In The Story of my Life, how did Helen overcome her helplessness? Explain.
In The Story of My Life by Helen Keller, Helen reveals her helplessness as she struggles to mimic those around her, especially her parents but is unable to find any satisfaction or understand her situation except to know that she is "different from other people." In an effort to be like her mother she "moved my lips and gesticulated frantically without result," even though she knows that others communicate this way. Her desperation is so real, that in chapter 2, Helen describes her life as "that silent, aimless, dayless life."

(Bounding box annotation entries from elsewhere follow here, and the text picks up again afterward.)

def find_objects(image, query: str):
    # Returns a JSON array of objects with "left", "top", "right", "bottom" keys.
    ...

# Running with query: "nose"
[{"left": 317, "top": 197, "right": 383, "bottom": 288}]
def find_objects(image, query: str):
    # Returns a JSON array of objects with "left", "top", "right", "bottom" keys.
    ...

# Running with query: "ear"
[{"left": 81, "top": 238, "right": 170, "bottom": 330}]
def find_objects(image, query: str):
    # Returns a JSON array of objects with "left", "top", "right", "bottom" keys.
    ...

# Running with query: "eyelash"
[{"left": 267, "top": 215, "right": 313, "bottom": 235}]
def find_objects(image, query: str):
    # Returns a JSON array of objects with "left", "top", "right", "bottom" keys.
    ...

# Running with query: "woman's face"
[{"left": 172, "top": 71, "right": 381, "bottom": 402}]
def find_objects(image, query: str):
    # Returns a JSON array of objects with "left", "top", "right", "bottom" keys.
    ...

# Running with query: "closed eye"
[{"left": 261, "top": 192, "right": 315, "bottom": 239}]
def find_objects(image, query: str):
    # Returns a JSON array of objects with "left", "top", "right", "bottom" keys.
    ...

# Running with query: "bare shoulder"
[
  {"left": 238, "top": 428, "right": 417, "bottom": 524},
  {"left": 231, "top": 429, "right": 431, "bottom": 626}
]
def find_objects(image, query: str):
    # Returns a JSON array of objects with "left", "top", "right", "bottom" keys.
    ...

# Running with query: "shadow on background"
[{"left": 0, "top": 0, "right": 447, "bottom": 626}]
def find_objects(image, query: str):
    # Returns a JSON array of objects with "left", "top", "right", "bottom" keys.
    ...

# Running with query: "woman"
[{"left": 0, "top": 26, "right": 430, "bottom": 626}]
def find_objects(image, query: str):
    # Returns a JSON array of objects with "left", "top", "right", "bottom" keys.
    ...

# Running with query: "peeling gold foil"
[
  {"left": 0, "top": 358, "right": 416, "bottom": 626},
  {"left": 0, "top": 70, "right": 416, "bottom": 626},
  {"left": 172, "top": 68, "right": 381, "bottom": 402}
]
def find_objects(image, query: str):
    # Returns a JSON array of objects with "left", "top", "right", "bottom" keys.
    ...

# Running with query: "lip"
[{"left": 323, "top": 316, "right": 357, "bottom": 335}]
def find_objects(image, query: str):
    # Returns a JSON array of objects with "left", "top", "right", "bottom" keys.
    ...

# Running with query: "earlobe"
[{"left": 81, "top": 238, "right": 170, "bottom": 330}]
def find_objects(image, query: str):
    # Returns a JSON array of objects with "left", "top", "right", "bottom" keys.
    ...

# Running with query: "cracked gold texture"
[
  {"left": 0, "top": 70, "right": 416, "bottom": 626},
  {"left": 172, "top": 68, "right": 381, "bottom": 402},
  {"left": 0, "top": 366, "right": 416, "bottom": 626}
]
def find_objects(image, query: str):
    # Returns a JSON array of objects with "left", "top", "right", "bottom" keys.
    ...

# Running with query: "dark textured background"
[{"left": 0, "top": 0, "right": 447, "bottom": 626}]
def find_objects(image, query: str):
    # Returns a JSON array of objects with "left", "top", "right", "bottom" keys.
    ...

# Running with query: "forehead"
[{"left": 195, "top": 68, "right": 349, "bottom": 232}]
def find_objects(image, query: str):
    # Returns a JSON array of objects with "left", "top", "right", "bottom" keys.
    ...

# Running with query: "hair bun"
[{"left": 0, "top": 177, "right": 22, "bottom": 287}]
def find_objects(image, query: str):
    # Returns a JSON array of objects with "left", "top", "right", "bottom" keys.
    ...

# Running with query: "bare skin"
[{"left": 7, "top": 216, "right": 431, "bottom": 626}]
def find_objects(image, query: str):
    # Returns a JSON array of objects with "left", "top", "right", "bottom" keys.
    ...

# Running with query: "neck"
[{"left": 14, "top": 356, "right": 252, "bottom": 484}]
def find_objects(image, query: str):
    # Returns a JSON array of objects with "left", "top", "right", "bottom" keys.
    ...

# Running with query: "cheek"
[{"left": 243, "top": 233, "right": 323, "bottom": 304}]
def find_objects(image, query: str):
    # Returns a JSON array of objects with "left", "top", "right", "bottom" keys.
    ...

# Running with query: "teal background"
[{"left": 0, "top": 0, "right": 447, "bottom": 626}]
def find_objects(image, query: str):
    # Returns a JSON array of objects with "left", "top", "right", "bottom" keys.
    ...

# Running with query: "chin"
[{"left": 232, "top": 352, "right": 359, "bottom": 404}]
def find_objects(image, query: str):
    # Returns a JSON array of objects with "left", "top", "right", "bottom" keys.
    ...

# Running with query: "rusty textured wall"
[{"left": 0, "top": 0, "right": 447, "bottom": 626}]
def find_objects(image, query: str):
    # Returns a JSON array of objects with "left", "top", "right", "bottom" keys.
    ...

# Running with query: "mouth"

When Annie Sullivan arrives, Helen's life is about to change forever as Annie introduces Helen to words. Helen's first realization that words are the key to communication comes when she first learns that "W-A-T-E-R meant the wonderful cool something that was flowing over my hand" (chapter 4). Helen admits that she is so encouraged that she "longed for a new day to come."
Helen is able to overcome so many difficulties and is encouraged to "learn from life itself," taking every event and turning it into a learning opportunity. In among these events is one of the worst experiences for her and which she talks about in chapter 14 when she refers to "The Frost King;" a particularly painful memory for Helen. However, as Helen is still young, she is able to move on eventually from the unpleasantness associated with her alleged plagiarism although she is mindful that this really could have "broken my spirit beyond repairing" (chapter 14). Everything is manageable for Helen as long as she has Annie' support because she is the only one who can "turn drudgery into pleasure" (chapter 18).